Quizás uno de los puntos más notables que contiene “El
espejo de Próspero” es la no exclusión de la reflexión
sobre las condiciones de producción del libro, es decir, sobre
las particulares características institucionales en las cuales
se gestó y en las cuales transcurrió toda la carrera de
Morse. La mirada crítica sobre la educación superior norteamericana
que atraviesa todo el libro no parece haber perdido actualidad, y su
relevancia parece mayor en momentos en que, al menos en el ámbito
de la educación en Chile, sus modelos de referencia comienzan
a ser absorbidos con una decisión cada vez mayor, como en cierta
forma se verifica en el proceso de renovación que ha tenido lugar
en nuestra universidad en los últimos años. La excesiva
formalización de los sistemas de promoción y de evaluación
de los productos universitarios, la exportación de lógicas
eficientistas que poco tienen que ver con la tarea intelectual, el reemplazo
de los intereses intelectuales por las razones institucionales, la producción
de un conocimiento que resulta inerte fuera de la “entropía”

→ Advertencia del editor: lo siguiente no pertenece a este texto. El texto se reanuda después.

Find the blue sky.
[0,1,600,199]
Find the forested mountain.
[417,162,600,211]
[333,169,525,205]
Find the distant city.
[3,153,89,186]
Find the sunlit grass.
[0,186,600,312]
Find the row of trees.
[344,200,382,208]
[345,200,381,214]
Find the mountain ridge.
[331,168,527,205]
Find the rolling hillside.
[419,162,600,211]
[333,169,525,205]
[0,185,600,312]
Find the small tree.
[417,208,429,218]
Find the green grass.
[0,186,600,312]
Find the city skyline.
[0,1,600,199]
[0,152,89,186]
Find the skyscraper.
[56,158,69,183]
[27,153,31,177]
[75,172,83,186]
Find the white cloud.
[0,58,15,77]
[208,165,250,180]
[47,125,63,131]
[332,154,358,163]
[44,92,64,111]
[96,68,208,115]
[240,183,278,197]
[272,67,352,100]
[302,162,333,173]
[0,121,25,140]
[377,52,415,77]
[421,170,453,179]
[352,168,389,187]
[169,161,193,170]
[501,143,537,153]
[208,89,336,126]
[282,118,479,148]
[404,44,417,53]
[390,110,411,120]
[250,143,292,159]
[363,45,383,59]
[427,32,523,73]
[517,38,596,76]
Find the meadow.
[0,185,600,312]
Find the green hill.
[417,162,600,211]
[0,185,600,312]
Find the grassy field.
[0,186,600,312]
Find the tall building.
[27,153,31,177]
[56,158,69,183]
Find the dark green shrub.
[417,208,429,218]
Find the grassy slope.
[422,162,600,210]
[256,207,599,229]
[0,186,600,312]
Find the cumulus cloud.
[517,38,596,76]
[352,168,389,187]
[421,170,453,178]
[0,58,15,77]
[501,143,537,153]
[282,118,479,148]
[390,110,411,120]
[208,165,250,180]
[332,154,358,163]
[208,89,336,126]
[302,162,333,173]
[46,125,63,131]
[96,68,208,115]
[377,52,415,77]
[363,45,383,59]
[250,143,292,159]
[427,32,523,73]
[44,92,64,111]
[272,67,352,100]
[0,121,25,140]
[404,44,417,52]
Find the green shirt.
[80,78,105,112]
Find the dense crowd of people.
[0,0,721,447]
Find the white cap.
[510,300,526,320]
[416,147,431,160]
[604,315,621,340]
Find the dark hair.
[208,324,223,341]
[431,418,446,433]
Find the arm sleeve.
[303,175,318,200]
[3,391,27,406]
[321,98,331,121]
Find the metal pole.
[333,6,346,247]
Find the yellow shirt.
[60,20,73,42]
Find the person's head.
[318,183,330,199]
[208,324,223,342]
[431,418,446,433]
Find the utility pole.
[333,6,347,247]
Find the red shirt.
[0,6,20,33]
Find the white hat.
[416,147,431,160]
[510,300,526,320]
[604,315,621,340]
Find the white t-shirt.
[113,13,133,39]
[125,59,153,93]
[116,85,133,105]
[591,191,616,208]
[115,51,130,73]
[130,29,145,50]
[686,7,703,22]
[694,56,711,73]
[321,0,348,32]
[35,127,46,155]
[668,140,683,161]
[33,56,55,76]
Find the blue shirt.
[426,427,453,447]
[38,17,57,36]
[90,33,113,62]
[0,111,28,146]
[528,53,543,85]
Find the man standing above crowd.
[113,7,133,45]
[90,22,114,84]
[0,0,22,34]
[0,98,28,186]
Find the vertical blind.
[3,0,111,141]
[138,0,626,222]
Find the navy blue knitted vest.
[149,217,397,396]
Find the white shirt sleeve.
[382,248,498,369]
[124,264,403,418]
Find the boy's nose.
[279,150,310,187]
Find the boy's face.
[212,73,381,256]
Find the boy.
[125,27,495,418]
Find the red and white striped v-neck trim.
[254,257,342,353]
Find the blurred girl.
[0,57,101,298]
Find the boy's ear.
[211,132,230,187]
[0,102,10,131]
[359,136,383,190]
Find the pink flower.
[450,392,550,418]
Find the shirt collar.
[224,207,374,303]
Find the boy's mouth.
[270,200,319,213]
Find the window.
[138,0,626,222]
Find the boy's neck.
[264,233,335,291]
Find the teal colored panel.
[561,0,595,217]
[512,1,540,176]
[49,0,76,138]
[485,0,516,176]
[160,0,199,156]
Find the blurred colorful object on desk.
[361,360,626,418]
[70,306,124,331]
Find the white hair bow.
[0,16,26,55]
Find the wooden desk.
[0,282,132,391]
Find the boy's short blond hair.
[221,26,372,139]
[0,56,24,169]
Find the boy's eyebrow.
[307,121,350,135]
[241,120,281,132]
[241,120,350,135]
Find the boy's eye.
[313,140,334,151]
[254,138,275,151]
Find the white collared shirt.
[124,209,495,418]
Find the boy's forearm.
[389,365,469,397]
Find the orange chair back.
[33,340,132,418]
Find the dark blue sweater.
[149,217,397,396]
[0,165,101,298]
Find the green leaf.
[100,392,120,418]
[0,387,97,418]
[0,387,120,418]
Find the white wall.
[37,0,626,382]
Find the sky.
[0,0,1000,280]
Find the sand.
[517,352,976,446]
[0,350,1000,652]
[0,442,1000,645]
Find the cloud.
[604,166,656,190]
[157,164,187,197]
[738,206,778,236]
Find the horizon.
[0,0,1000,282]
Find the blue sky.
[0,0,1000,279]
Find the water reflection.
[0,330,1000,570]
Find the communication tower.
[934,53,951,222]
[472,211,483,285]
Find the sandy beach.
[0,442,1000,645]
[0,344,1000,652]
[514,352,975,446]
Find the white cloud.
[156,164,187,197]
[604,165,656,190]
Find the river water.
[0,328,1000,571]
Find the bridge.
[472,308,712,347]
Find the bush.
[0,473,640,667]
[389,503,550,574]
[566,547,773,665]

del campus, son temas que Morse decidió no dejar fuera
de su libro, y constituyen parte sustancial de su argumentación.
No hace falta recurrir a ninguna tradición para buscar alternativas
y antídotos para estas disfunciones, que sin duda pueden hacerse
aún más graves en nuestro medio. Tampoco parece muy realista
pensar, como en parte lo plantea Morse, que la manera de enfrentarlas
es buscar un nuevo paradigma de lo que él entiende por ciencia.
Queda en pie la confianza en las propias
fuerzas culturales que el propio Morse detectó y propició
en América Latina, y también el intento por trazar el
itinerario de los problemas latinoamericanos sin aislarlos ni pensarlos
como “otros”, pero tampoco sin subordinarlos al gran recorrido
de la tradición occidental.
Richard Morse falleció en Haití,
de donde era oriunda su esposa, en el año 2001.